Enhancing Malware Detection Accuracy Exploring Advanced Machine Learning Strategies
摘要
Digital systems are seriously threatened by the quick innovation of the harmful software (malware) industry, with attackers leveraging advanced techniques to evade detection and cause widespread damage, including data corruption, theft, and disruption of critical services. Traditional detection techniques often find it difficult to keep up with the increasing amount and diversity of malware, highlighting the urgent need for scalable and effective solutions. Effective malware detection is essential not only to protect sensitive information but also to ensure the security and reliability of modern digital infrastructures. Machine learning has emerged as a powerful approach to tackle the challenges of malware detection, offering the ability to analyze vast data sets and adapt to evolving threat landscapes. Due to their excellent accuracy and scalability, gradient boosting algorithms such as LightGBM, XGBoost, and CatBoost have demonstrated tremendous promise for classification tasks among several machine learning techniques. However, less-than-ideal hyperparameter setups frequently reduce the efficacy of these models.
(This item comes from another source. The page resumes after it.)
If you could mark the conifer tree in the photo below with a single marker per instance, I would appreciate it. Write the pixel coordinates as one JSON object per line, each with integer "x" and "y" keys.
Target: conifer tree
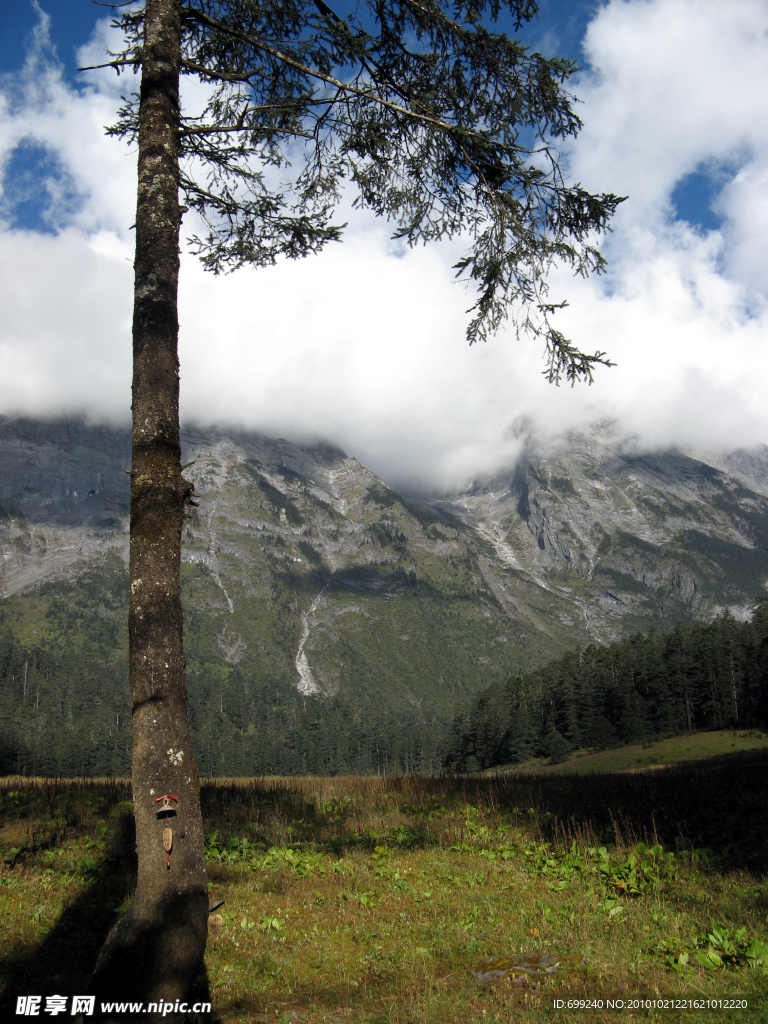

By effectively examining intricate hyperparameter spaces, advanced optimization methods like Particle Swarm Optimization (PSO) and frameworks like Optuna have shown great promise in overcoming these constraints. This study systematically evaluates the application of advanced optimization techniques to enhance gradient-boosting-based malware detection systems. Starting with a LightGBM model that achieves an accuracy of 81%, the application of PSO improves the performance to 83%. Further optimization with Optuna results in a remarkable accuracy of 98%, accompanied by an F1 score of 0.98, a precision of 0.97 and a recall of 0.98. These results highlight the significance of hyperparameter tuning in maximizing model performance. Optuna’s pruning process boosts efficiency by discarding unpromising trials early, reducing computation time.